See the impact of company and world events
Sentiment is relative rather than an absolute measure. That’s because the culture of different organisations leads to different preferences in communication style and often, we see large differences in ‘baseline sentiment’ between organisations that you may not expect from other engagement scores.
Sentiment analysis is useful for showing changes over time. You can quickly understand how your people are reacting towards internal or world events, enabling you to intervene and ask questions before issues escalate.
Take appropriate action, not reflex responses
Ongoing trend data helps you to isolate and understand peaks and troughs in context. This means you can implement appropriate interventions, not knee-jerk reactions. Our sentiment analysis can group your business by teams, departments or even locations helping you to find your weak points and act decisively.
Making qualitative data measurable
Weekly10 has a built-in natural language processing (NLP) engine. It uses machine learning to understand the sentiment of feedback and conversations that form part of the Weekly10 employee check-in.
We use one of the largest natural language datasets in the world to ensure maximum accuracy. An independent study in 2019 showed that across a dataset of 15,000 text paragraphs the datasets we use had an overall accuracy of 77% when compared with a human manually assessing the text.
As well as detecting the sentiment of the text within a check-in, Weekly10 also looks at the sentiment of the question being asked. This provides a weighted sentiment which is more reflective of the actual feedback provided.
How sentiment is measured
Sentiment is a measure of how positive or negative someone is when they provide feedback. In Weekly10 we provide this sentiment as a measure between 0 and 1.

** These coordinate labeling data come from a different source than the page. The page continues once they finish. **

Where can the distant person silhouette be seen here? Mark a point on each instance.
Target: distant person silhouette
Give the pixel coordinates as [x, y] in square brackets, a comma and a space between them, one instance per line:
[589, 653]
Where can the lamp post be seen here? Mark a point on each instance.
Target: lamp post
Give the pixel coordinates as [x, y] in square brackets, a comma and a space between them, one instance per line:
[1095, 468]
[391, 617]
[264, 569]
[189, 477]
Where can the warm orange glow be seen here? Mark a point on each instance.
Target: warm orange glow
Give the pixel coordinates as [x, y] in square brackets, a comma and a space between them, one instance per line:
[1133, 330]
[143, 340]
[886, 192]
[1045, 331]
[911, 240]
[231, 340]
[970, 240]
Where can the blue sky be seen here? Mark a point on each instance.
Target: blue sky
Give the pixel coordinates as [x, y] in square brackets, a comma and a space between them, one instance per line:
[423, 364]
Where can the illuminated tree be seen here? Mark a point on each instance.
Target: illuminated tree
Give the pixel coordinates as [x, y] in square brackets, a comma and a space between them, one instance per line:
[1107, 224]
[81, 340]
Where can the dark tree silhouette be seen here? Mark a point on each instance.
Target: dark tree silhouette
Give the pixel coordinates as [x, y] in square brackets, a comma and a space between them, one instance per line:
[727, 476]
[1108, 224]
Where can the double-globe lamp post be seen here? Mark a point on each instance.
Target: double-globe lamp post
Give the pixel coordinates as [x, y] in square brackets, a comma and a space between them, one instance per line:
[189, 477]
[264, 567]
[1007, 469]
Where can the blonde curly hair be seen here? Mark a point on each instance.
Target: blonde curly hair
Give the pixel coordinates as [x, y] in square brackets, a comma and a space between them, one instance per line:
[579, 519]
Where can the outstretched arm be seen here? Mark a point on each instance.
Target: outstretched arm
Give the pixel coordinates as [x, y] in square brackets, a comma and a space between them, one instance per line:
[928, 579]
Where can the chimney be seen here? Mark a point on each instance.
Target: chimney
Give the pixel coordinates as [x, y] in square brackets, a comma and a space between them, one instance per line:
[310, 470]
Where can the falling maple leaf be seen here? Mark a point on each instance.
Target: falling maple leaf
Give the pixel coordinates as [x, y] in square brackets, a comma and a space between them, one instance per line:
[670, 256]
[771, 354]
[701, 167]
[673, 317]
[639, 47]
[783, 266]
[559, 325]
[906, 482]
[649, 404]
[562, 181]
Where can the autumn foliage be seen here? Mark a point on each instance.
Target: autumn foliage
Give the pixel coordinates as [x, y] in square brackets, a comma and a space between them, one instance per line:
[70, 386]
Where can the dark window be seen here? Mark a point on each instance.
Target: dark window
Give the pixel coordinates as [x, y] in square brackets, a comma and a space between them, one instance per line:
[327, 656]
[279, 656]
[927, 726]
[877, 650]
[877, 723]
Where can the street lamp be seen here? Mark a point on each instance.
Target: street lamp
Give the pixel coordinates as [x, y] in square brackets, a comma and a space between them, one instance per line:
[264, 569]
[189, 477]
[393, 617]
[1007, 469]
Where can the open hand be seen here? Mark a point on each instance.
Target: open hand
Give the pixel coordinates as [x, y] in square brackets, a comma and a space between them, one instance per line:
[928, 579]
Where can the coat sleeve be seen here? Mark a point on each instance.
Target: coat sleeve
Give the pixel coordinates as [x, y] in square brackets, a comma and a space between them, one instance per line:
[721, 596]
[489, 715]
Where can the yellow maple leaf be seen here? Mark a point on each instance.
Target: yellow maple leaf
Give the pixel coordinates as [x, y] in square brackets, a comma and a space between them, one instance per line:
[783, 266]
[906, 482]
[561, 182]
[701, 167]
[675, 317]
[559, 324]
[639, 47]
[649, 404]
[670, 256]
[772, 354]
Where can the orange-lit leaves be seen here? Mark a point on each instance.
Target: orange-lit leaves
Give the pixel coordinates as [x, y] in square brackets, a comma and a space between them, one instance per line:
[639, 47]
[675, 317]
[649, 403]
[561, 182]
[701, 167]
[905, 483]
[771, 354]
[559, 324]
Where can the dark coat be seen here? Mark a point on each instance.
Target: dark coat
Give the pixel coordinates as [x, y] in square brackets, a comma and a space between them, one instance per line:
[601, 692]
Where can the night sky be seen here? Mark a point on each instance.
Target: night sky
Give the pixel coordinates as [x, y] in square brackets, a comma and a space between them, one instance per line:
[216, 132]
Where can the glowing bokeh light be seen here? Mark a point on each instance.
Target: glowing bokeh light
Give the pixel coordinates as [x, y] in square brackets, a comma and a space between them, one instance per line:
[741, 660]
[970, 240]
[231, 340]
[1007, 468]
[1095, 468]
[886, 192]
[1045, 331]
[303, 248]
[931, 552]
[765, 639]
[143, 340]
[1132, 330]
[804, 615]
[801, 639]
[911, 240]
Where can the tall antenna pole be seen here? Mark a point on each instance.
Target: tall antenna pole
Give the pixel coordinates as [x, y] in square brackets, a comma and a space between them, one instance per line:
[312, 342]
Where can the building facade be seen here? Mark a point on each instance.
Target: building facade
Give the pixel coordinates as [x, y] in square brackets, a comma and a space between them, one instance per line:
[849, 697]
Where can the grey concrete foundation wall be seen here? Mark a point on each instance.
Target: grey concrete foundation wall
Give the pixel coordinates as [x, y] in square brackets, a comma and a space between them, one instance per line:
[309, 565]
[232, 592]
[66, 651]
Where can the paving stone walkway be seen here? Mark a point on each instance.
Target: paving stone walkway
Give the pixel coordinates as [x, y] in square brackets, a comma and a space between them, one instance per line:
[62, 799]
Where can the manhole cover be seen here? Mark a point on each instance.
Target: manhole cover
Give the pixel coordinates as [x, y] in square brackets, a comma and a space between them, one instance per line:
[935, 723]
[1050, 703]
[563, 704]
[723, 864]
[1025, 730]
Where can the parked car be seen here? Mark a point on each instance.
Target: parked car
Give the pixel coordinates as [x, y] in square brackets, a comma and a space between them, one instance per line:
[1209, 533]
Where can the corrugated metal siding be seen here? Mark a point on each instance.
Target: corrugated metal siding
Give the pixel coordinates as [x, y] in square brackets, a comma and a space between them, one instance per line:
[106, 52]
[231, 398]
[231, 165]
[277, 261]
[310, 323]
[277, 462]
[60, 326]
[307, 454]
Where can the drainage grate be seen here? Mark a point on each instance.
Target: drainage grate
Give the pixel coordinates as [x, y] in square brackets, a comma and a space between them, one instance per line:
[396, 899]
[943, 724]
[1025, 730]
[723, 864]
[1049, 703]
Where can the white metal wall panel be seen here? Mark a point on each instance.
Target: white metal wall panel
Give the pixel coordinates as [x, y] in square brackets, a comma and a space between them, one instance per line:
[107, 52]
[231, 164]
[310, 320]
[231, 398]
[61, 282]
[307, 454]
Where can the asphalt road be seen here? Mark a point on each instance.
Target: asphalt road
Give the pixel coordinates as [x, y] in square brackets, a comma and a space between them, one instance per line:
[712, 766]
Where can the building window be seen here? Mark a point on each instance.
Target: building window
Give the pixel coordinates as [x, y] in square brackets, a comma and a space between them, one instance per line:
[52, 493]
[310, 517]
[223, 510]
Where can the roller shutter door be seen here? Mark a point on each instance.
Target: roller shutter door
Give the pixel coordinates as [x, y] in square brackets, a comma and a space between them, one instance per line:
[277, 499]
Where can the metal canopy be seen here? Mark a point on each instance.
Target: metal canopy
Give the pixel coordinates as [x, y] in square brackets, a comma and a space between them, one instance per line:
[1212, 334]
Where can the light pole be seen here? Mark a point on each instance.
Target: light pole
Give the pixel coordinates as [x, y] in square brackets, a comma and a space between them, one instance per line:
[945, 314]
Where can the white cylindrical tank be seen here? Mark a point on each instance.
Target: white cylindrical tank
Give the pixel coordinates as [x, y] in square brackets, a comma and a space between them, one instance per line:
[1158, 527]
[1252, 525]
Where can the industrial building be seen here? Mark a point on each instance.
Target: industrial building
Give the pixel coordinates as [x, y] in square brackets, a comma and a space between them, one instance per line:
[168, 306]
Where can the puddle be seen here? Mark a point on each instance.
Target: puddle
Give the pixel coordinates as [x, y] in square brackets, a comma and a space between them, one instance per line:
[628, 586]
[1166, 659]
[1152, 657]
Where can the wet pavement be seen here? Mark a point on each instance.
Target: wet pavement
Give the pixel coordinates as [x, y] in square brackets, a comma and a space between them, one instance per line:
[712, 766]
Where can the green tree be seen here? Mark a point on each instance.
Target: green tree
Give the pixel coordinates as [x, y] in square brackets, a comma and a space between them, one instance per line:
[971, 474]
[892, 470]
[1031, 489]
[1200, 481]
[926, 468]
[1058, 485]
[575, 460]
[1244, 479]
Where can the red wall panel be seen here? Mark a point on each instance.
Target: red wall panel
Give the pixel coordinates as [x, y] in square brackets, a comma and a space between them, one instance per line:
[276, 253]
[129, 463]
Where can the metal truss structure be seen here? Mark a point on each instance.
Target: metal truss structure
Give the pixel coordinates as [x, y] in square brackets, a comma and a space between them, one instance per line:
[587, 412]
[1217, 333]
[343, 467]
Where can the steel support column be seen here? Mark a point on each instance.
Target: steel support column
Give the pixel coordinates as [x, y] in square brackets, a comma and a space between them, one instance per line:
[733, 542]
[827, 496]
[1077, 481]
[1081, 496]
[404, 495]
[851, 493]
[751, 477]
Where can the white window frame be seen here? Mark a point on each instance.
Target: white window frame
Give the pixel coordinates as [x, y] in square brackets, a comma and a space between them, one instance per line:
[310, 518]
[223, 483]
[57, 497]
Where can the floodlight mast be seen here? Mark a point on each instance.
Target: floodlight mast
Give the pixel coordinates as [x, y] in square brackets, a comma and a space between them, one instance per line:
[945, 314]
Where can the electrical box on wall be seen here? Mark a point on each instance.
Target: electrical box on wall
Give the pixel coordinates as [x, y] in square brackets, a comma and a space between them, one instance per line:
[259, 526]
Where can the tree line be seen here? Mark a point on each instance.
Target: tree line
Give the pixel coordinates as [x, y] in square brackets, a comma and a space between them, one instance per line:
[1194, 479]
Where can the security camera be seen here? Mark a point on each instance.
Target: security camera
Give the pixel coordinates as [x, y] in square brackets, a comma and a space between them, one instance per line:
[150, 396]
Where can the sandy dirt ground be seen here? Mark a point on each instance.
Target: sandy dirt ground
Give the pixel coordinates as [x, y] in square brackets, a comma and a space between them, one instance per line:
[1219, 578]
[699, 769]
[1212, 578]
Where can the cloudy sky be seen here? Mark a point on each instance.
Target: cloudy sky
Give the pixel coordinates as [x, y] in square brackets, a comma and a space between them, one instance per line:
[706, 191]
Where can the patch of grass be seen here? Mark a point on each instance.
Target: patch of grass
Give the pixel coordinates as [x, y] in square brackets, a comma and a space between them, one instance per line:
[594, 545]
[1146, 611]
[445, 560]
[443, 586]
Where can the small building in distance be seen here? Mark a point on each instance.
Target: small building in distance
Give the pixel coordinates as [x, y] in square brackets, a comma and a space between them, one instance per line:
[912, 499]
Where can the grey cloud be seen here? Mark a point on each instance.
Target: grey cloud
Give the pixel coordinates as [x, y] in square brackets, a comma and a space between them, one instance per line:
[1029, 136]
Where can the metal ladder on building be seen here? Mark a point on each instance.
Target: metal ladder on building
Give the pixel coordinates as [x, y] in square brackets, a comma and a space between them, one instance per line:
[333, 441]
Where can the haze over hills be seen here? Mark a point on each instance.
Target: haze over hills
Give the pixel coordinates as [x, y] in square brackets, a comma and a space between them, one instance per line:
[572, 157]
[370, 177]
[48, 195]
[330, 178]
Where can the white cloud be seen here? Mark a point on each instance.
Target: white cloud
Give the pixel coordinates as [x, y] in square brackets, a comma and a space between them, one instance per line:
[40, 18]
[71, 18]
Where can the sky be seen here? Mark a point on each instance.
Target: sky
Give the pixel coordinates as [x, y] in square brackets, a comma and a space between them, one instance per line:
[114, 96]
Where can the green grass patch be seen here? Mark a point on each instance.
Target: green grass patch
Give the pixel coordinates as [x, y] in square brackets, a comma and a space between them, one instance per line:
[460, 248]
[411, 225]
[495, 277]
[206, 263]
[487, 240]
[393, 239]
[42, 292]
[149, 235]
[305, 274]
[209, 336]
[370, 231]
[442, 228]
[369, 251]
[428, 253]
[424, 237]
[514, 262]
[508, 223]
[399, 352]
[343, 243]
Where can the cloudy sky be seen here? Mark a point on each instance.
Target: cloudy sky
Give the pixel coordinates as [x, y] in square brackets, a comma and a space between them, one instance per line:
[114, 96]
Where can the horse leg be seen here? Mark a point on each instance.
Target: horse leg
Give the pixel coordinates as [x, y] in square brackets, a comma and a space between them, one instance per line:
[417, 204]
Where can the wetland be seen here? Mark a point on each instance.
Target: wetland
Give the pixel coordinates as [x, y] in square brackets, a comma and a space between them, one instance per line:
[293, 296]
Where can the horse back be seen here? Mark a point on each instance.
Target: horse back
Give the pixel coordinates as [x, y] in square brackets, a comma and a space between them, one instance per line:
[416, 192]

Typically a score below 0.3 is on average considered negative and above 0.7 very positive. Between 0.3 and 0.7 we would term the level of sentiment to be neutral or mixed.
There's no good or bad level of sentiment, more that it should be treated as a relative rather than absolute measure. This is because the culture of different organisations leads to different preferences in communication style and often, we see large differences in ‘baseline sentiment’ between organisations that you may not expect from other engagement scores.